As someone joked after Defense Secretary Jim Mattis resigned yesterday, "we have to worry when the grown-up in the room is nicknamed 'Mad Dog.'" His resignation letter doesn't seem that mad:
One core belief I have always held is that our strength as a nation is inextricably linked to the strength of our unique and comprehensive system of alliances and partnerships. While the US remains the indispensable nation in the free world, we cannot protect our interests or serve that role effectively without maintaining strong alliances and showing respect to those allies. Like you, I have said from the beginning that the armed forces of the United States should not be the policeman of the world. Instead, we must use all tools of American power to provide for the common defense, including providing effective leadership to our alliances. NATO's 29 democracies demonstrated that strength in their commitment to fighting alongside us following the 9-11 attack on America. The Defeat-ISIS coalition of 74 nations is further proof.

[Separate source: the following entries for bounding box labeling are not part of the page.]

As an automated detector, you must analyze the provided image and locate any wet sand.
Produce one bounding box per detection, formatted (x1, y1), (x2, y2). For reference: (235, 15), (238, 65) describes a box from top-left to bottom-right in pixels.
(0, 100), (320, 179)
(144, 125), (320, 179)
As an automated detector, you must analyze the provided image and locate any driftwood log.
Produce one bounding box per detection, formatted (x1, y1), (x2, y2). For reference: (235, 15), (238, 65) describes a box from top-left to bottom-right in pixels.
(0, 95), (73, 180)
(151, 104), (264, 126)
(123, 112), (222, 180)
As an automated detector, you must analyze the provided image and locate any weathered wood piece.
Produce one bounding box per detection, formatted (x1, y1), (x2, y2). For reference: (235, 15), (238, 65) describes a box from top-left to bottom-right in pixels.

Similarly, I believe we must be resolute and unambiguous in our approach to those countries whose strategic interests are increasingly in tension with ours. It is clear that China and Russia, for example, want to shape a world consistent with their authoritarian model - gaining veto authority over other nations' economic, diplomatic, and security decisions - to promote their own interests at the expense of their neighbors, America and our allies. That is why we must use all the tools of American power to provide for the common defense.

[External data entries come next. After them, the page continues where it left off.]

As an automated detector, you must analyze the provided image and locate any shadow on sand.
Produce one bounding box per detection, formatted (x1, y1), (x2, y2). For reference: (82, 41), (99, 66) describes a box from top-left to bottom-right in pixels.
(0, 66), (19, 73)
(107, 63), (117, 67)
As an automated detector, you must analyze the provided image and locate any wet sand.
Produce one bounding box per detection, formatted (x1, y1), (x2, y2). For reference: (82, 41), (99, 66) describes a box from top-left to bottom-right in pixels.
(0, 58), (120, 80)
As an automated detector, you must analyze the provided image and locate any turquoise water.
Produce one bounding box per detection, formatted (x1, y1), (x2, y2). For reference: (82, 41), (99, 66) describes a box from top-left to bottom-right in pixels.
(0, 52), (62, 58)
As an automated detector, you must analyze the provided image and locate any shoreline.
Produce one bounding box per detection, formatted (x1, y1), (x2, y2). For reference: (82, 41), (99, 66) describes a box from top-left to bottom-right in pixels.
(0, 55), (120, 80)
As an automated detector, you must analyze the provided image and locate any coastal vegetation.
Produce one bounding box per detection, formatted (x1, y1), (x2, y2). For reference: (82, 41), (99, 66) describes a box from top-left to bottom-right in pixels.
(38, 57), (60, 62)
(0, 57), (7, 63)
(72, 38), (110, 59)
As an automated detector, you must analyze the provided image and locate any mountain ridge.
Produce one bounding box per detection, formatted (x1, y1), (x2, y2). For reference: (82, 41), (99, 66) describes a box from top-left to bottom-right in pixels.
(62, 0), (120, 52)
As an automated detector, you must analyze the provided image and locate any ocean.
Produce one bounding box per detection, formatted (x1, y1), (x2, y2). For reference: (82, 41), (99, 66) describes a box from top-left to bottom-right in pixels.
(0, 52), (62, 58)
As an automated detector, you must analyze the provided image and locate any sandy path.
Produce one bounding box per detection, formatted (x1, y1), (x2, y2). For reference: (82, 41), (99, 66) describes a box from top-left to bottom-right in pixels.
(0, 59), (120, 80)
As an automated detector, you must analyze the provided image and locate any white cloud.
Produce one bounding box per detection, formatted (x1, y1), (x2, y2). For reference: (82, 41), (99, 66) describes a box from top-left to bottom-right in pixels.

My views on treating allies with respect and also being clear-eyed about both malign actors and strategic competitors are strongly held and informed by over four decades of immersion in these issues. We must do everything possible to advance an international order that is most conducive to our security, prosperity and values, and we are strengthened in this effort by the solidarity of our alliances.
Interesting times. And to the reason that Mattis has resigned (a disagreement with the president over pulling out of Syria), Josh Marshall rightly points out that if we don't know why the president is doing something, that's a problem in itself:
This most basic level of transparency – knowing roughly the reasons why the government is doing the things its doing – is something Americans have mostly been able to take for granted. But today we can’t. And that has knock-on effects down the line of democratic self-government and accountability. If we don’t know why things are happening, whether they’re happening for plausible policy reasons or because of pay-offs or extortion or whims, we can’t properly react to them. We can’t properly understand what is happening with no clear idea why it is happening. We lack the basic information around which political groupings properly react to those in power, supporting the government’s actions or opposing them. It generates a climate of profound uncertainty and civic paralysis.
Which, not to put too fine a point on it, is exactly what Russia and China want. We really are in an upside-down world, when Democrats are worried about our adversaries and Republicans don't care.